Business
Stock Market Recovery Hinges On AMCO’s Establishment
The attainment of a sustained recovery of the nation’s stock market is due largely to the establishment of Asset Management Company (AMCO).
This was the position of stock market analysts at an Executive Breakfast Meeting at the Lagos Business School, a monthly forum organised by Bismarck Revane, Chief Executive, Financial Derivatives Company Limited.
The analysts expressed optimism that the Act which has been with the executive arm of government for the past four years will be presented to the National Assembly before the end of this year. The forum said in its report that, “Without the Asset Management Company or the UK bad bank good bank model, we do not expect a sustained recovery in the stock market. The Asset Management Company will be presented to the National Assembly before the Christmas break”.
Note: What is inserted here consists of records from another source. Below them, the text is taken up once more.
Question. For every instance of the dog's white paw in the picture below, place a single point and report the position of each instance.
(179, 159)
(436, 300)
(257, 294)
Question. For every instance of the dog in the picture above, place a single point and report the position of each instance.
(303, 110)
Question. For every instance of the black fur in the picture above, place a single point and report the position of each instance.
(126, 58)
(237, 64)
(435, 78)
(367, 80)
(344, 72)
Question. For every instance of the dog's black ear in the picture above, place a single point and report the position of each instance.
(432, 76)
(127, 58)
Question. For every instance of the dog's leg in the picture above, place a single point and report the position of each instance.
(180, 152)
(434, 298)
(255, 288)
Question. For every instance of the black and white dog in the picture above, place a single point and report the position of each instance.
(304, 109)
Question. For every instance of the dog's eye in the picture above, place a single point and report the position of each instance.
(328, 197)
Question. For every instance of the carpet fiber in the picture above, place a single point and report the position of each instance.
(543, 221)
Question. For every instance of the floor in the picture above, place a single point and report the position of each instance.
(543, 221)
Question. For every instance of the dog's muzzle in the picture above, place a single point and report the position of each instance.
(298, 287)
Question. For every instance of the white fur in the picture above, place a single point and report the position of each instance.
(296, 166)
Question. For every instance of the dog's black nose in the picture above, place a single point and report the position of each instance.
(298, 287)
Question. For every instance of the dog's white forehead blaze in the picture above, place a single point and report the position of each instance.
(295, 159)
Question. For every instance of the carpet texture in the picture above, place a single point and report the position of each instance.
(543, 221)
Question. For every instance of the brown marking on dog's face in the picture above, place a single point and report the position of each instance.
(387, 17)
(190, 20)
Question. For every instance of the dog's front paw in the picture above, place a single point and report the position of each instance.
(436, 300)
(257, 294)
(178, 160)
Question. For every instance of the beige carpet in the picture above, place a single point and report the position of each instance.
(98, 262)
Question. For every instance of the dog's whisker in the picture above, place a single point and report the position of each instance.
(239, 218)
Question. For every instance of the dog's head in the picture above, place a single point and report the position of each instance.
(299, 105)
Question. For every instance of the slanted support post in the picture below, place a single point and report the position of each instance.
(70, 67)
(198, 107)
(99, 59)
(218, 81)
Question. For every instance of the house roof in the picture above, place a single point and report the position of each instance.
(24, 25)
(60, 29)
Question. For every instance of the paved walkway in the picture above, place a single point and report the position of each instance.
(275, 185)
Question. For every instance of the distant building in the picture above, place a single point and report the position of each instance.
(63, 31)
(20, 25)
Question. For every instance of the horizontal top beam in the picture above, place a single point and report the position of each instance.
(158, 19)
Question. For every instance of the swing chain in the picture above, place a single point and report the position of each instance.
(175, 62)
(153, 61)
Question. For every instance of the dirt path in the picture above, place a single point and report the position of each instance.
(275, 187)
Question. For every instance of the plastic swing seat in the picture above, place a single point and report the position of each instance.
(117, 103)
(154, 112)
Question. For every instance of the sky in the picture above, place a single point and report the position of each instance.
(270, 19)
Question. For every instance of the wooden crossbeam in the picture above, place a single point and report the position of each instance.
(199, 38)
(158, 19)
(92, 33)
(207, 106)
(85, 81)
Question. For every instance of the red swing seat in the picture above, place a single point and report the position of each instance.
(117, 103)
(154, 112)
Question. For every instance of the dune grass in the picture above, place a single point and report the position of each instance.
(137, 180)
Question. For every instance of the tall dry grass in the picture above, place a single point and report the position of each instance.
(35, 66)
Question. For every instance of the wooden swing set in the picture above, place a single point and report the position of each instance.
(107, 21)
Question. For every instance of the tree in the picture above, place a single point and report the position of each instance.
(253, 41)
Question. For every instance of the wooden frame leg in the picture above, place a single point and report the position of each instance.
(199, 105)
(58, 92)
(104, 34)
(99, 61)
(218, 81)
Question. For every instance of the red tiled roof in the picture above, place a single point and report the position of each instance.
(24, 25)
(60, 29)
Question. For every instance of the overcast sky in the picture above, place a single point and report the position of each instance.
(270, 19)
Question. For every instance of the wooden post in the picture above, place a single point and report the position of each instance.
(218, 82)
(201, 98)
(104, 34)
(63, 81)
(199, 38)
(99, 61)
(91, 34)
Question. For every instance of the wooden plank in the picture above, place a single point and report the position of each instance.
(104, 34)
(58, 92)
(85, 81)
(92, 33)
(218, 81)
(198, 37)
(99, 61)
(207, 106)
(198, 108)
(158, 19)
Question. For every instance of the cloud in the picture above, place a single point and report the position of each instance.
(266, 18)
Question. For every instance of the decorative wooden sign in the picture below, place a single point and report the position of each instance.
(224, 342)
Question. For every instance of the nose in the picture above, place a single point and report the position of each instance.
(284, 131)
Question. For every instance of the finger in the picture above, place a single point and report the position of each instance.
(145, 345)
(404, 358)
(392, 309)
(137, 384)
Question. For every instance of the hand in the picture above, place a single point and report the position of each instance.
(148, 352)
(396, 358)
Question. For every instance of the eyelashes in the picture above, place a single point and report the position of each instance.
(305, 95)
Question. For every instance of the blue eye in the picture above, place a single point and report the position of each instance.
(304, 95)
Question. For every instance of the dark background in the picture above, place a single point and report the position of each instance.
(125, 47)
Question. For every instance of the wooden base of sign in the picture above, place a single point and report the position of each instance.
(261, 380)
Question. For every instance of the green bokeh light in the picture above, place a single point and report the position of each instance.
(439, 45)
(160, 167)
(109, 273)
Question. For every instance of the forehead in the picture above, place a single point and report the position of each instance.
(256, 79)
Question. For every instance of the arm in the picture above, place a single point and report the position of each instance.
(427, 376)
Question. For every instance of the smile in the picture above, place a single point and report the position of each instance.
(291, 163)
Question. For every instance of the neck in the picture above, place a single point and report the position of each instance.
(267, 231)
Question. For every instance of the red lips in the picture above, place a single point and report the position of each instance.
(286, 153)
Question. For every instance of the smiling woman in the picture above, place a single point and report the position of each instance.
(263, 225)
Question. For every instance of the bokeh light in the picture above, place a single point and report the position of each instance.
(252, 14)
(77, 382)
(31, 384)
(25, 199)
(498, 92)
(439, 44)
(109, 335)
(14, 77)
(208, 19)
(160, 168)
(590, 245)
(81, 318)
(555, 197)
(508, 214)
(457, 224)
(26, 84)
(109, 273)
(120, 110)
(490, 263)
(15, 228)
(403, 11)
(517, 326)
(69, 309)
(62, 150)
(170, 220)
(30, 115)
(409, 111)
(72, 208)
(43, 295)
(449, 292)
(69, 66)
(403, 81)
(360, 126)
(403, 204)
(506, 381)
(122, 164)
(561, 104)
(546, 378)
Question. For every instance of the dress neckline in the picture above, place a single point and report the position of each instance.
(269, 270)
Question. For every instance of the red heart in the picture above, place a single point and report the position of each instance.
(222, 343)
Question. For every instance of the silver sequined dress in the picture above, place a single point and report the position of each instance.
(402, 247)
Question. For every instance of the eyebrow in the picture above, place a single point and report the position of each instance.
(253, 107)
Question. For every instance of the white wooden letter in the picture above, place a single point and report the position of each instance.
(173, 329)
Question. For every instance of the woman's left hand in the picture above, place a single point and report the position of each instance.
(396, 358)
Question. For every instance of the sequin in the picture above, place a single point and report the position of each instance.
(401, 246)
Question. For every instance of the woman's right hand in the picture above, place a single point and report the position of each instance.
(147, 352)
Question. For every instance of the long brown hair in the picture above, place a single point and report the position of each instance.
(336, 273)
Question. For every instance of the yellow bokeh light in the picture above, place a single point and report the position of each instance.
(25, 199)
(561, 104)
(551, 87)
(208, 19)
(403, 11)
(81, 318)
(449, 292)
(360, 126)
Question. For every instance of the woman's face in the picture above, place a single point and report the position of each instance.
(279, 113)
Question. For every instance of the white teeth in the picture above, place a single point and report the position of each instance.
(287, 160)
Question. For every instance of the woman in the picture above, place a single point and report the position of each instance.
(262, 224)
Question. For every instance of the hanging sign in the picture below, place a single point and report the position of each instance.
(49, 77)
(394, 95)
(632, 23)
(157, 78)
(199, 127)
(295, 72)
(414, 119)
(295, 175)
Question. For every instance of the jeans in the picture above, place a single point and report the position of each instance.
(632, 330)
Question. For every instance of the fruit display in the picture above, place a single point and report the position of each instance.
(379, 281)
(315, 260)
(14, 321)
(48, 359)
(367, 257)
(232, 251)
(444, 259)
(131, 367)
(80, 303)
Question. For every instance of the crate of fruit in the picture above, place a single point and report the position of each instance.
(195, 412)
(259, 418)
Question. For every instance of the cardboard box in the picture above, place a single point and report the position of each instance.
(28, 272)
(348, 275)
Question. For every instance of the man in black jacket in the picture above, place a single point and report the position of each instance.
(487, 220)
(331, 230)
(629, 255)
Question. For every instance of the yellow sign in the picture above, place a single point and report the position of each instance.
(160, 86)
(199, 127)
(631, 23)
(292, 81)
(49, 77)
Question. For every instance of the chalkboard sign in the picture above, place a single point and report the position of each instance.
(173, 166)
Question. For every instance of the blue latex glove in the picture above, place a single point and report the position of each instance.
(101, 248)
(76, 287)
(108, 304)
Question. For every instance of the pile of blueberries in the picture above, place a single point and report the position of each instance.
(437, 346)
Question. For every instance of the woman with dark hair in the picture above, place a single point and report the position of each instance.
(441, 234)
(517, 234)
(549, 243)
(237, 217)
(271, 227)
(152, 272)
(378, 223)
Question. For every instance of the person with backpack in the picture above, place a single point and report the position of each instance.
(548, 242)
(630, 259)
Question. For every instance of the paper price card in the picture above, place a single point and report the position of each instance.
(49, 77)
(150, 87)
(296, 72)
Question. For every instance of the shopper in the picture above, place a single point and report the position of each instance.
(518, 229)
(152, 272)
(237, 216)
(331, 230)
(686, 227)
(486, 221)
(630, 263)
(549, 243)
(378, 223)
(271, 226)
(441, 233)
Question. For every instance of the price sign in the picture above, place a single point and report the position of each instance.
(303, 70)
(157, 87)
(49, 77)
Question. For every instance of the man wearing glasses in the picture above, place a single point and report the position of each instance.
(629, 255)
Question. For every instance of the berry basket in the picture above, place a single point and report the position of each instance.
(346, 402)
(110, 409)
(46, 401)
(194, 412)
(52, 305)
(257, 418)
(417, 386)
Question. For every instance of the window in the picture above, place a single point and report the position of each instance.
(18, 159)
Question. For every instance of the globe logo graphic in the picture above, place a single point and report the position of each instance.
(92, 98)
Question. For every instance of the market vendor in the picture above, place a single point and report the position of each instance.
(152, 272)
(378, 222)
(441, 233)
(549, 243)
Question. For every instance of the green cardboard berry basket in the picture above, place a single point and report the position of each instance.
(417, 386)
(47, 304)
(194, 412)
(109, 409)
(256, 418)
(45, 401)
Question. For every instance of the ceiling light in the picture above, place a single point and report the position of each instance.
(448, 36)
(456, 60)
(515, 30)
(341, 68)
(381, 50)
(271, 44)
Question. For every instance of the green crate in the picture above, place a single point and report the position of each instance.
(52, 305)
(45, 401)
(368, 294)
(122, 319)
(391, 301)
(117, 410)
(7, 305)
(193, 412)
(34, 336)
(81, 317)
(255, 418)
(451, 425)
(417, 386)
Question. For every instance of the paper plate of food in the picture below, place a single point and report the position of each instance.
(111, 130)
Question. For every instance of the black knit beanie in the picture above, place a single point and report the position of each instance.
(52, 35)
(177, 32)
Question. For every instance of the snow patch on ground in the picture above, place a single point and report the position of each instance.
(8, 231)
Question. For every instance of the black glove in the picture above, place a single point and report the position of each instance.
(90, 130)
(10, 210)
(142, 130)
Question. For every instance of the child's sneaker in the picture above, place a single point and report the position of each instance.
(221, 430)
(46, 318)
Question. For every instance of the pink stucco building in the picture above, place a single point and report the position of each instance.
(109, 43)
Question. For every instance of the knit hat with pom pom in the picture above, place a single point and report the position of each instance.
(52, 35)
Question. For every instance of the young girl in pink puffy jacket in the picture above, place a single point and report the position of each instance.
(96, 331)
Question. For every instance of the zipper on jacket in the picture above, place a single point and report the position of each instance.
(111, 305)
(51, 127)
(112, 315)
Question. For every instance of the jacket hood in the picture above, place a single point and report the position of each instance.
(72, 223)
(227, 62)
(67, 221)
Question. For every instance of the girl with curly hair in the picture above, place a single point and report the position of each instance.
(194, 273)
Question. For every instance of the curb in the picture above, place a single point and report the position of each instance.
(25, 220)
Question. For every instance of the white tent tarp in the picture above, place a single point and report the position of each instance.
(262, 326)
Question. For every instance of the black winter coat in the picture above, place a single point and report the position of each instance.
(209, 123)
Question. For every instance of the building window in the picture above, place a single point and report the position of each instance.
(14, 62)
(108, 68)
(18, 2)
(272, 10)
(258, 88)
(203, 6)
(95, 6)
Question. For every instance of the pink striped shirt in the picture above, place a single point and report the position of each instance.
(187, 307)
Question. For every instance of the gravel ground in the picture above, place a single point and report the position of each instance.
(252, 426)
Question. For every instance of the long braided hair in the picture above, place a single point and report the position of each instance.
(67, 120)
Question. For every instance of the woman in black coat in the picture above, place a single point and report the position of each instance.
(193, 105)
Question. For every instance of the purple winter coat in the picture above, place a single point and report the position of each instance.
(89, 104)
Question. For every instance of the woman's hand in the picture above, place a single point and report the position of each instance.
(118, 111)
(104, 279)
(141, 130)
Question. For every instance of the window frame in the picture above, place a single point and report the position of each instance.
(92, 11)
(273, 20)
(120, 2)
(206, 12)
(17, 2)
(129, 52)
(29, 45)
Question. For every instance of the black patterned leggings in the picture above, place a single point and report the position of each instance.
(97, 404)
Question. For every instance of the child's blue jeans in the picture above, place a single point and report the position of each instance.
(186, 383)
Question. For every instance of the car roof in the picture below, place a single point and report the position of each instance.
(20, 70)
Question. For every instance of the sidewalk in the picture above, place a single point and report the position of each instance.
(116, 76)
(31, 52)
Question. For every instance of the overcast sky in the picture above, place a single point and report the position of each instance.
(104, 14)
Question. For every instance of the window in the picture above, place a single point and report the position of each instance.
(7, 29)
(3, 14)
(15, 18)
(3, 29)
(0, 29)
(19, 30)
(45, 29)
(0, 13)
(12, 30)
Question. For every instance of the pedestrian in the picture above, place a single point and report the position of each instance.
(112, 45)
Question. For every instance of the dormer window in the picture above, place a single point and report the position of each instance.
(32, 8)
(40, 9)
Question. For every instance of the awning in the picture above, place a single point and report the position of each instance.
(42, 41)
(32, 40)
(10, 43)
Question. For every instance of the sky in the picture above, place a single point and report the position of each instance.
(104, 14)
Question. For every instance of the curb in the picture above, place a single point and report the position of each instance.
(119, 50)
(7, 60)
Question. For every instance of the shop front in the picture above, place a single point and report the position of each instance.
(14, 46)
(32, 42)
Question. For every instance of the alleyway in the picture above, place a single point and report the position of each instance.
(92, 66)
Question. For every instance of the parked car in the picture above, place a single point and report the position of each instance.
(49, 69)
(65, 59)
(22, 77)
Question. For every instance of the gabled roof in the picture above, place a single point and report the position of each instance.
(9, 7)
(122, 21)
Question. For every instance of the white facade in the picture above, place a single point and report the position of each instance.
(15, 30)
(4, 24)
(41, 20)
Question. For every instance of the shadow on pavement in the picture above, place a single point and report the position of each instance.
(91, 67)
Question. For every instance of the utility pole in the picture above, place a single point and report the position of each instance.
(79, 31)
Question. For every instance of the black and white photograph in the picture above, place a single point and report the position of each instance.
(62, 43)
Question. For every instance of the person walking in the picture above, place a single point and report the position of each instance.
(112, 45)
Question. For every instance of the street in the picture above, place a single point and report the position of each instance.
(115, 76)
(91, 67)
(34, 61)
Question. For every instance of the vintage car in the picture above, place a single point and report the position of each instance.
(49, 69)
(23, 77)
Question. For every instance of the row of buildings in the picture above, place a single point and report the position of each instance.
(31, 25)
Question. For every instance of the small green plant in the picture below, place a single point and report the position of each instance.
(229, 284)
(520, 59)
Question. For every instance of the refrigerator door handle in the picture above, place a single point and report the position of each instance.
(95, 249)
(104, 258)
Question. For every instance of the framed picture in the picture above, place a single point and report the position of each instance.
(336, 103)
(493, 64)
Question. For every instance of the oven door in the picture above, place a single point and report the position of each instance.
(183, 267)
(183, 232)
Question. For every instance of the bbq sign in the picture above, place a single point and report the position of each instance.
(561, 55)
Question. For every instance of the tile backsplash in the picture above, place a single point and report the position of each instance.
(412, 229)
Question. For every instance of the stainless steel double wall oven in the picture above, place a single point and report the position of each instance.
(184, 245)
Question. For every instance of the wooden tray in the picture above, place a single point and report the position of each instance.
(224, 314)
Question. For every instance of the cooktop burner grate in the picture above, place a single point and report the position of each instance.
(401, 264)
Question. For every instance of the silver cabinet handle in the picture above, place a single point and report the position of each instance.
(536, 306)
According to them, the asset management firm, which is to absorb most of the impaired assets in the banking system will help the credit squeeze and worsening liquidity conditions in the economy.
The AMCO bill is at present with the Ministry of Justice which has led to some bureaucratic bottlenecks consequently causing a delay in its getting to the National Assembly.
The forum described the AMCO as same as the United States Model with features such as assumption of toxic assets by Special Purpose Vehicle (SPV), only capital injection, risk of failure of toxic assets do not recover and the risk of erosion of brand value.
The UK model according to the forum’s report has the features of two new entities emerging – bad bank holding only toxic assets and good bank capital and liquidity injection to help the toxic band without jeopardising the franchise.
The benefit of the bill, they said hinges on the hope that a good proportion of banks’ non-performing loans (toxic assets) will be taken over by the AMCO thus allowing banks to clean up their balance sheets and free up funds to energise the economy.
The stock market lost 3.07 per cent last month while the market capitalization lost 26.06 per cent, the forum noted, adding that, the Nigerian Stock Market is the second worst performing market after Ghana among its peers in the sub-Saharan Africa.